Aberglaube und Apokalyptik als Kunstgewerbe

Feridun Zaimoglu ist mit seinem Luther-Roman „Evangelio“ gescheitert

Von Norbert MecklenburgRSS-Newsfeed neuer Artikel von Norbert Mecklenburg

Besprochene Bücher / Literaturhinweise

Es ist kein Wunder und auch keine Schande, wenn ein Literatur-Autor am Gegenstand Martin Luther scheitert. Luther als ein welthistorisches Individuum ist nicht nur eine der komplexesten, sondern auch bestdokumentierten und -erforschten Gestalten der deutschen Geschichte, die einem Dichter wenig Spielraum gibt und an ihn zugleich hohe Anforderungen stellt. Darum sind seit 500 Jahren fast alle Versuche, den historischen in einen poetischen Luther zu verwandeln, gescheitert. Die meisten der Autoren waren diesem Gegenstand schon sprachlich und intellektuell nicht gewachsen. Das hat natürlich die Ansichten des Reformators beschädigt, die sie im literarischen Medium anboten. Allenfalls ist es in diesem oder jenem Fall interessant, auf welche Weise und auf welchem Niveau sie gescheitert sind. In ungünstigem Fall kann man fragen, warum ein Autor nicht aufgegeben hat, sich an Luther zu versuchen, in noch ungünstigerem, warum ein Verlag seinen missratenen Versuch zum Druck gebracht hat.

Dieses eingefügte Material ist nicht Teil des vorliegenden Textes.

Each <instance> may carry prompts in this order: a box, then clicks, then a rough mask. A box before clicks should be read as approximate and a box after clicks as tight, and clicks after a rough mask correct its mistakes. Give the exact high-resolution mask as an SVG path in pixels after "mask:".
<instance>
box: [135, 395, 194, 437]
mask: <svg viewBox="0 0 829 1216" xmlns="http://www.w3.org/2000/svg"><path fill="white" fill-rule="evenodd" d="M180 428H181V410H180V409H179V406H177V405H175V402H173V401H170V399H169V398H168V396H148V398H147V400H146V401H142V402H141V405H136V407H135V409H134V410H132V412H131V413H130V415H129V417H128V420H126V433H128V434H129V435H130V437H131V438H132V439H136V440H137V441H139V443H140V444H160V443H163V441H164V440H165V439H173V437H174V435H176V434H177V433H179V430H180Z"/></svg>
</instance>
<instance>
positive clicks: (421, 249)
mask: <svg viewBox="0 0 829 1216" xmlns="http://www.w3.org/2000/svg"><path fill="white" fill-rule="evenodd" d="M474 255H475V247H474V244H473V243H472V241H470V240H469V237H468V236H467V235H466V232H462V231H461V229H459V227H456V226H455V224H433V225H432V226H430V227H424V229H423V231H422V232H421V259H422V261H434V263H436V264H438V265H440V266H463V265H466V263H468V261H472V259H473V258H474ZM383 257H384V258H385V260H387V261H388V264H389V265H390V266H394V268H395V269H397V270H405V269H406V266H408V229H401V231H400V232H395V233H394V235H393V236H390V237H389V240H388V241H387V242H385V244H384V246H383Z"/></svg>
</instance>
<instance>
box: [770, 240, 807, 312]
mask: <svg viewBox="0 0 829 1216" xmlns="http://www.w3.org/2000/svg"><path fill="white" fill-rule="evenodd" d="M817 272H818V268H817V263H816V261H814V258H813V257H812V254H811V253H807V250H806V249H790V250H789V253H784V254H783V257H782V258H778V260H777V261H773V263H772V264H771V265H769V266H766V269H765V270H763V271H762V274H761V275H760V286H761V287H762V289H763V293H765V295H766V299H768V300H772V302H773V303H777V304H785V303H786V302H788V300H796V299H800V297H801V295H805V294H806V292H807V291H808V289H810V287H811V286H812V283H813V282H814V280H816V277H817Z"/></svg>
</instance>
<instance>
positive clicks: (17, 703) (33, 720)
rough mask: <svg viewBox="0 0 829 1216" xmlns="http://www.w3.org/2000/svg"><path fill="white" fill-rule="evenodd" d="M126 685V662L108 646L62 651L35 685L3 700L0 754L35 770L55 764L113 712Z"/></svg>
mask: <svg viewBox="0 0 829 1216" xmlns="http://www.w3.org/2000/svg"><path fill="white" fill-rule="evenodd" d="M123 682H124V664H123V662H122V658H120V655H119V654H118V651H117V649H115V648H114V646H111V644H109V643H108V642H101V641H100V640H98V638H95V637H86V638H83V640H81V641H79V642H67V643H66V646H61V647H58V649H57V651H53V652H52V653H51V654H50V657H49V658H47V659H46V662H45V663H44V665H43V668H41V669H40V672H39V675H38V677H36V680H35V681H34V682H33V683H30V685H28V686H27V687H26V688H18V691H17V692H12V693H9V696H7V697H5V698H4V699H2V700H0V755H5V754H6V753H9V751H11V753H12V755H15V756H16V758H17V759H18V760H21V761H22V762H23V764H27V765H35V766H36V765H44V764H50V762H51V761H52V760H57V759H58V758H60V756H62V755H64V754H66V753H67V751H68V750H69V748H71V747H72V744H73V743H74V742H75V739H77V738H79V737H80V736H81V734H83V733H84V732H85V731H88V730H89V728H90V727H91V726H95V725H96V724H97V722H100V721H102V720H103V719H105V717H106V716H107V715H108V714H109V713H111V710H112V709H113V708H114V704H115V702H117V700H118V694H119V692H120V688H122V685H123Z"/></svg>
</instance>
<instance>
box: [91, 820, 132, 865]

 Diesen letzteren Fall stellt der Roman Evangelio von Feridun Zaimoglu dar, der sein Produkt im Untertitel ausdrücklich einen „Luther-Roman“ nennt. Als ein solcher soll dieser darum hier auch vorgestellt und bewertet werden, nicht als typisches Produkt aus der Roman-Manufaktur Zaimoglu. Der Autor hat seinen Erzählversuch um das ebenso beliebte wie ausgeleierte Motiv „Luther auf der Wartburg“ arrangiert. So knipste vor genau 100 Jahren Friedrich Lienhard für sein gleichnamiges Drama über dieser Episode neuromantisches Kunstlicht an. So präsentierte vor mehr als zwei Jahrzehnten Hans Christoph Buch Martin Luther in der Erzählung Der Hintern des Teufels in seinem Buch Der Burgwart der Wartburg in satirischer Absicht durch die Brille eines ewigen Überwachers. Erzähltechnisch ist das fast schon der Ansatz Zaimoglus: Dessen Ich-Erzähler ist ein vom Kurfürsten als Leibwächter Luthers bestallter Landsknecht namens Burkhard, ein roher, ungebildeter Gewaltmensch und Macho, der seinen Job korrekt, aber widerwillig ausführt. Denn er selbst ist und bleibt papsttreuer Katholik, der in Luther nichts als einen verirrten „Ketzer“ sieht.

 Historisch gesehen, stellt dessen Wartburgzeit eine äußerlich zwar ruhige, geistig aber sehr spannungsvolle und zugleich fruchtbare Phase dar: Durch Acht und Bann auf dem Reichstag in Worms gerade als „Ketzer“ mit Verhaftung und Tod bedroht, von seinem Landesherrn darum fürsorglich auf die Wartburg als vorläufiges Asyl entführt, dort elf Monate lang inkognito als „Junker Jörg“ lebend, verfasste Luther eine ganze Reihe weiterer Schriften, stand in regem Briefwechsel vor allem mit seinen Freunden und übersetzte das Neue Testament ins Deutsche, ehe er, gegen den Willen des Kurfürsten, aus der „verhassten Einsamkeit“ nach Wittenberg zurückkehrte – die mutigste Tat seines Lebens (Richard Friedenthal) –, um die dortigen religiösen, kulturellen und sozialen Unruhen bekämpfen zu helfen. Körperliche und seelische Krisen – für Luther „Anfechtungen“ – während dieser erzwungenen Monate auf der Wartburg kamen jedoch nicht, wie frühere, durch die er zum Reformator reifte, aus Zweifel in Bezug auf die Gnade Gottes, sondern auf die Übermacht der Reformationsfeinde. Dagegen stellte er, wie seine Schriften und Briefe belegen, seinen unbedingten und unbeirrbaren Glauben an das wiederentdeckte „Evangelium“.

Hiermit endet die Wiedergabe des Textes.